Here's some examples of good and bad pin design with a pin for my band, Iron Oxide. This first pin is an example of how your finished design should look on my template. The text is large and legible and fits within the inner circle area of the pin. The inner circle line is erased, and the background color fills the entire bleed area. Keep in mind all the example images are saved at low resolution so this page loads faster -- the real pin would be at 300 dpi.

The following examples are all how your pin shouldn't look. On this pin the bleed area doesn't extend all the way, and the black inner circle line wasn't erased.

The bleed area extends all the way to the outer edge on this pin, but the black inner circle line is still present. The line will show up on the pins, and it just doesn't look right.
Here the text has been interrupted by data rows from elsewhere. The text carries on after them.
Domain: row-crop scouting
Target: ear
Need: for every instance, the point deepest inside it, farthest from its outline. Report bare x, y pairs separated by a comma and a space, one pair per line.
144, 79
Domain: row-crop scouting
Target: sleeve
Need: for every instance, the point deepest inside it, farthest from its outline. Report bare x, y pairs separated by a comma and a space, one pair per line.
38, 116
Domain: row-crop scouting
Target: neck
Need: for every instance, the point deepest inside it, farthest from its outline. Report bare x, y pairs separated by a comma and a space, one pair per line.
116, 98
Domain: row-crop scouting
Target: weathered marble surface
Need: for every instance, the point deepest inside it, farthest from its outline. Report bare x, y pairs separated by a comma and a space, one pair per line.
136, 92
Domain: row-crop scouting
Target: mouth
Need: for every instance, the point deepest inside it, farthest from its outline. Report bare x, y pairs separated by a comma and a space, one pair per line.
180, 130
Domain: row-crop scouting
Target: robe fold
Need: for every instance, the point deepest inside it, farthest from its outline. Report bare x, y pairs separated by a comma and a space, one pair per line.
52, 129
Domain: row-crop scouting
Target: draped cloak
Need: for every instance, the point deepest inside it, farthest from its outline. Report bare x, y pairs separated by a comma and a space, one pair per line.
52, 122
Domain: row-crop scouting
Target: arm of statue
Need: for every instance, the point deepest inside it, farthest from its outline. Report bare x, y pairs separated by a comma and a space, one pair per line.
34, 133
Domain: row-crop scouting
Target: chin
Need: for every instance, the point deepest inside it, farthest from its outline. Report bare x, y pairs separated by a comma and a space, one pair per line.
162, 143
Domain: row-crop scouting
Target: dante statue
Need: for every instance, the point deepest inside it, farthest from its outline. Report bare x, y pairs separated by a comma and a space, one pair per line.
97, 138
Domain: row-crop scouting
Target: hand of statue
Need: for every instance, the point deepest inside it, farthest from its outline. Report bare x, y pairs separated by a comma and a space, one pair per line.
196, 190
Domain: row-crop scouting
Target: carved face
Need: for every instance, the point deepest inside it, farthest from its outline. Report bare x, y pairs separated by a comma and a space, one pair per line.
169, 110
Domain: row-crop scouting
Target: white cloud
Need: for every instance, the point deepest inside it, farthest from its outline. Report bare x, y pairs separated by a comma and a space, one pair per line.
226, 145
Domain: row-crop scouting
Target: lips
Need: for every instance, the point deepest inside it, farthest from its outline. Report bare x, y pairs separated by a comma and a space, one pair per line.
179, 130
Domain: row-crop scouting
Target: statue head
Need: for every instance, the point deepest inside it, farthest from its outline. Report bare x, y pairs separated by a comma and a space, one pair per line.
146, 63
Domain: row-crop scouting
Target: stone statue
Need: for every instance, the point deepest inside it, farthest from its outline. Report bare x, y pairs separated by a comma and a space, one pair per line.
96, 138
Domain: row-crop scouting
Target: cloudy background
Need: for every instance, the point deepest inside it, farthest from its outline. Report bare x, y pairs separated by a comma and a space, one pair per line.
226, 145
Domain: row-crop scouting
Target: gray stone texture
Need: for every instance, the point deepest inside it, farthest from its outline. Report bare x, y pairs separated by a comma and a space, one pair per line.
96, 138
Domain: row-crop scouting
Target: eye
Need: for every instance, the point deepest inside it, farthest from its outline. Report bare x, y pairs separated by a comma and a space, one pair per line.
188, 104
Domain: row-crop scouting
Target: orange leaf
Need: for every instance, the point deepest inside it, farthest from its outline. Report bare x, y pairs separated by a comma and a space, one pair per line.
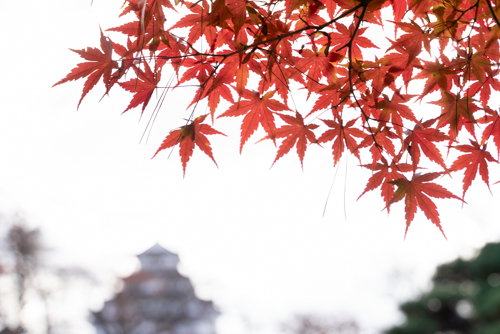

The design on this pin doesn't fit onto the pin. Once this pin is made, the edges of the letters would go off the side. The black inner circle line was left in to help show how the text is too large.

The text is too small on this pin to be very legible. If you squinted you could read it, but pins look best when the text is as large as possible.

The pin above at 72 dpi. Resizing an image at 72 dpi shows you how big it will be once printed, and is a good way to see what your finished pin will look like and to make sure that everything is legible.